Exercise 1.7 Let \(X\) be a random variable that follows the uniform distribution (e.g. equiprobability of values of \(X\)) on the set \(X(\Omega) = \{-3, -2, 1, 4\}\).

  1. Give the law of \(X\).

  2. Calculate \(E(X)\) and \(V(X)\).

    We define the random variable \(Y=(X+1)^2\).

  3. Give \(Y(\Omega)\) and the law of \(Y\).

  4. Calculate \(E(Y)\) using two different methods.

Exercise 1.8 Let X and Y be discrete random variables whose joined distribution is given by the following table:

\(X\)\\(Y\) -1 0 2 5
0 0.10 0.05 0.15 0.05
1 0.15 0.20 0.25 0.05
  1. What is the marginal distribution of X?

  2. What is the marginal distribution of Y?

  3. Calculate \(P(Y \geq 0 / X = 1)\).

  4. Compute \(E(X)\), \(E(Y)\), and \(cov(X,Y)\).

  5. Are the variables \(X\) and \(Y\) independent?

Exercise 1.9 We roll a six-sided die. We assume that the probability of each face appearing is proportional to the number written on it.
Let \(X\) denote the number of points obtained.

  1. Give the distribution (law) of \(X\).
  2. Recall the definitions of \(E(X)\), \(\mathrm{Var}(X)\), and \(\sigma(X)\), and compute their values.
  3. Provide a graphical representation of the cumulative distribution function (CDF) of the variable \(X\).
  4. Compute the probability of obtaining an even number, then that of obtaining an odd number.

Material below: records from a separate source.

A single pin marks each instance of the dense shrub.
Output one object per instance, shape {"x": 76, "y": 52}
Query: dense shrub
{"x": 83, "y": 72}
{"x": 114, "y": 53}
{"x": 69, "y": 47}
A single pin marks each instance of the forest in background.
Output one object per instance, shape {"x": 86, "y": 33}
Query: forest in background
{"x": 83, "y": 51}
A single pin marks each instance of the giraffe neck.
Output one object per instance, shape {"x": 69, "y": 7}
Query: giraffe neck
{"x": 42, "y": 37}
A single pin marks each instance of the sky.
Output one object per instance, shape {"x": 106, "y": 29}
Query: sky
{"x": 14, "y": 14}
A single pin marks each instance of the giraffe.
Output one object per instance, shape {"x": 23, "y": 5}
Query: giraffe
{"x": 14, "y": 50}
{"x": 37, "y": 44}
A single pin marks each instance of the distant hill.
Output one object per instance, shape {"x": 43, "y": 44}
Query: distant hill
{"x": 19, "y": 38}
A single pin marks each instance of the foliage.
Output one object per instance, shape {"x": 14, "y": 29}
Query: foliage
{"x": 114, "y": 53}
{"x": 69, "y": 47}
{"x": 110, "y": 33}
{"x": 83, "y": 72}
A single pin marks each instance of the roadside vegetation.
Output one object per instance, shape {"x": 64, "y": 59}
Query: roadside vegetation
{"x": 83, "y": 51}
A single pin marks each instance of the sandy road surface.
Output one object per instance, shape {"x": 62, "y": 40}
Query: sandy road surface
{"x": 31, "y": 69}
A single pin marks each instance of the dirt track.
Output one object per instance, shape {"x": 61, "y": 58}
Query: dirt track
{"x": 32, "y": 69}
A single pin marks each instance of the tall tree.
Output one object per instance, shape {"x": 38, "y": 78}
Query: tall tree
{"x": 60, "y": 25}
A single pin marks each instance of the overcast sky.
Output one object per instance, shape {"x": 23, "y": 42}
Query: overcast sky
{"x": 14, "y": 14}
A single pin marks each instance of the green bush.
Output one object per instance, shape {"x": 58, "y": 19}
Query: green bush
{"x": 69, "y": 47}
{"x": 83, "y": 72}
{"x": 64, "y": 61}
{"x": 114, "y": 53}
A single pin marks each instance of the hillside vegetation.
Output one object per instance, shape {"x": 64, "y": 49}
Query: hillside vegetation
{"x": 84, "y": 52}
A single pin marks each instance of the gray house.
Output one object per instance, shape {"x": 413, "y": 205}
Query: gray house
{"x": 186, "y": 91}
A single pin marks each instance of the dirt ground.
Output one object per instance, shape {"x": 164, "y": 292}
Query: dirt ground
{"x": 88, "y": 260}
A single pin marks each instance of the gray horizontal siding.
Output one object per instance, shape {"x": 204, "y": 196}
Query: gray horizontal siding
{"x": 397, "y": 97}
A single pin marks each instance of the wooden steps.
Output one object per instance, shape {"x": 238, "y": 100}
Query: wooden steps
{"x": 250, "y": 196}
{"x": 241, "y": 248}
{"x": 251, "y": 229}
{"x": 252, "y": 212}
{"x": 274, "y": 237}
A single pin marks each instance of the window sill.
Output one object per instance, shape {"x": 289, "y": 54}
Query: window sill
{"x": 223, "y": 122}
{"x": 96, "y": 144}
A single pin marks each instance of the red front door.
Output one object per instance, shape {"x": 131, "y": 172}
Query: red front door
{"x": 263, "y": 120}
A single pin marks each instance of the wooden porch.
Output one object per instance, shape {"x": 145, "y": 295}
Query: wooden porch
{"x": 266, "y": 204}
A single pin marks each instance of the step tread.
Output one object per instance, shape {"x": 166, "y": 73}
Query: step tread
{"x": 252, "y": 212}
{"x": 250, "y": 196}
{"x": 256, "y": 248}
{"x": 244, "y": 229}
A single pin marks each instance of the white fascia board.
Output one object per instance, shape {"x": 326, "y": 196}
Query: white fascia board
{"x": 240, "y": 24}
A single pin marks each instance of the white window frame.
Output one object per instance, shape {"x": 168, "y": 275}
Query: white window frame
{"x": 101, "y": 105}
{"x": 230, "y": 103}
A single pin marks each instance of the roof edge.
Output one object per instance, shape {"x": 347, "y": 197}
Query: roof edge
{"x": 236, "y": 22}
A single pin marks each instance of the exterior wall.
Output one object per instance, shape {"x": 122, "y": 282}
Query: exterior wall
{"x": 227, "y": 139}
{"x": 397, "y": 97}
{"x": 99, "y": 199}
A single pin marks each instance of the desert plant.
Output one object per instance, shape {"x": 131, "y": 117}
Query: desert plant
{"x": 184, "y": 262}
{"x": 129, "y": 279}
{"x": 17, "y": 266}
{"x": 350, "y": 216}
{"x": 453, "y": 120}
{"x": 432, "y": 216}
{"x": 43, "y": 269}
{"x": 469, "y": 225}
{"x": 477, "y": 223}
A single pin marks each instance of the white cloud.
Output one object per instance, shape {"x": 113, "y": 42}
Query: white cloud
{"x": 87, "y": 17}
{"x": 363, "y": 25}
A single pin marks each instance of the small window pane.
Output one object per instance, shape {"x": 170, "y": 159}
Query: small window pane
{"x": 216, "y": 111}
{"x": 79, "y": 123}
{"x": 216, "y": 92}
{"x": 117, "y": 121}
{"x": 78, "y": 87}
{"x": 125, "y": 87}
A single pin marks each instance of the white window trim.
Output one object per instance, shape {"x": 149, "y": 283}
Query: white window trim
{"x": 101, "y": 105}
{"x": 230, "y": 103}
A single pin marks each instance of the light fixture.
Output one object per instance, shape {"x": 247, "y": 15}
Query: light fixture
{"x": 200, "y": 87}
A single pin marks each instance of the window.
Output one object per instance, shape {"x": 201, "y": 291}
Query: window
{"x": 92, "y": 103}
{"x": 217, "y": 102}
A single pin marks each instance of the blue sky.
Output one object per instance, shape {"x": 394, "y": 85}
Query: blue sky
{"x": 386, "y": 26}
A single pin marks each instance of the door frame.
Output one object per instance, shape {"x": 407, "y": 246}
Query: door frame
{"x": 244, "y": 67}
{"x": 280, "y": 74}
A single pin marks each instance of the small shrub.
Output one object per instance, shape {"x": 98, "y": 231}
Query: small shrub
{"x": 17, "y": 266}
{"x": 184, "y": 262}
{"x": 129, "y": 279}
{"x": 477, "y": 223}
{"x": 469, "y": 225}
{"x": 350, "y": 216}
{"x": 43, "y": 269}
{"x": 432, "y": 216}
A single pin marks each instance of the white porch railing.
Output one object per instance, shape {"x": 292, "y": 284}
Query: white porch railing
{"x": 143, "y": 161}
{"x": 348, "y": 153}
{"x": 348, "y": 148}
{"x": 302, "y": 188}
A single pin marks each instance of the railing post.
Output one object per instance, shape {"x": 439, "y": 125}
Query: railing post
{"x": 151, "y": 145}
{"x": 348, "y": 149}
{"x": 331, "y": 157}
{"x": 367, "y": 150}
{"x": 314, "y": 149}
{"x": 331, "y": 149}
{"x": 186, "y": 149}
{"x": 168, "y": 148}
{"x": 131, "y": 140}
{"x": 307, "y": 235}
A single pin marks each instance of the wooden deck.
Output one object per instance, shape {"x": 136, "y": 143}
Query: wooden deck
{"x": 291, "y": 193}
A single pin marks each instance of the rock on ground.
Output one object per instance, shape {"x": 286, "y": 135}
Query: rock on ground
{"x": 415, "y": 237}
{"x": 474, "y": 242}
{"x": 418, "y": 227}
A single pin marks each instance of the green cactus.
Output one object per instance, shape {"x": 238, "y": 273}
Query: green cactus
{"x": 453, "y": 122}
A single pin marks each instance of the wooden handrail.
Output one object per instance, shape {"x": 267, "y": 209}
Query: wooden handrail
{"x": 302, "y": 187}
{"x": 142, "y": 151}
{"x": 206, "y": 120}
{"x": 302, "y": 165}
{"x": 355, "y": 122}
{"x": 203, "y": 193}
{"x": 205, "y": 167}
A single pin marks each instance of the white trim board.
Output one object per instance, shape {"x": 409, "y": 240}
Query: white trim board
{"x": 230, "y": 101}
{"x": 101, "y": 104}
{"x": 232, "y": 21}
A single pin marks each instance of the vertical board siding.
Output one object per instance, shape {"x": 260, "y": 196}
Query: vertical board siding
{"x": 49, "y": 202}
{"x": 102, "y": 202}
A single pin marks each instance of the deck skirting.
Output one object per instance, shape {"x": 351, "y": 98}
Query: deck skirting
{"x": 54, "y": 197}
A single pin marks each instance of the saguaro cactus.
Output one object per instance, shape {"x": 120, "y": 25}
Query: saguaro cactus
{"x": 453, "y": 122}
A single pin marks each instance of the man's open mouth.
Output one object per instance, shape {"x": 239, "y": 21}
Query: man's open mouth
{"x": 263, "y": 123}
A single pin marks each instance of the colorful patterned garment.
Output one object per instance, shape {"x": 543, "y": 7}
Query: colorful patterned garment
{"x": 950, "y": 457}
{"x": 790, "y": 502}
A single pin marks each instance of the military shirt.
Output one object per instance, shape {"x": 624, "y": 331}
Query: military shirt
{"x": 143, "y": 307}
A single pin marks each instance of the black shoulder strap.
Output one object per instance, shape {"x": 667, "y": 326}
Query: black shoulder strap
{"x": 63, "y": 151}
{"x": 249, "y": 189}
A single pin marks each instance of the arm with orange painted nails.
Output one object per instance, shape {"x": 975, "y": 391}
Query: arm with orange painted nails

Exercise 1.10 We consider the situation where two players each roll a fair die in turn.
Let \(Z_1\) (respectively \(Z_2\)) denote the result of player 1 (resp. player 2), assuming the two rolls are independent.
We define \(A\) as the average of the two results and \(B\) as their maximum, that is:

\[ A = \frac{Z_1 + Z_2}{2}, \qquad B = \max(Z_1, Z_2). \]

  1. What is the joint distribution (law) of the pair \((Z_1, Z_2)\)?
  2. Compute the expectation and the variance of \(A\).
  3. What is the distribution of \(B\)? Compute its expectation, variance, and standard deviation.
  4. Are the variables \(A\) and \(B\) independent?

Exercise 1.11 An urn contains 2 balls with number 20, 4 balls with number 10 and 4 balls with number 5.

  1. An experiment consists in drawing simultaneously 3 balls from the urn. Calculate probability p so that the sum of the numbers drawn is equal to 30.

  2. This experiment is repeated 4 times, each time putting the three balls drawn back into the urn. Let \(X\) be the random variable indicating the number of draws giving a sum of numbers equal to 30.

    1. What is the probability law of \(X\). Give its expected and standard deviation.

    2. Calculate the probability of having at least once the sum 30 out of 4 draws.

Exercise 1.12 You need someone to help you move. When you call a friend, there’s a one out of four chances he will accept. Let \(X\) be the random variable that represents the number of friends you will need to contact to get this help.

  1. Determine the probability distribution of \(X\).

  2. Calculate \(P(X\leq 3)\).

  3. Calculate \(E(X)\).

Exercise 1.13 The number of power outages that occur in a certain region over a one-year timeframe follows a Poisson distribution of parameter \(\lambda=3\).

  1. Calculate the probability that within a period of one year one failure occurs exactly.

  2. Assuming there is an independence of outages from one year to another, calculate the probability that in the upcoming ten years there will be at least one year in which exactly one failure occurs.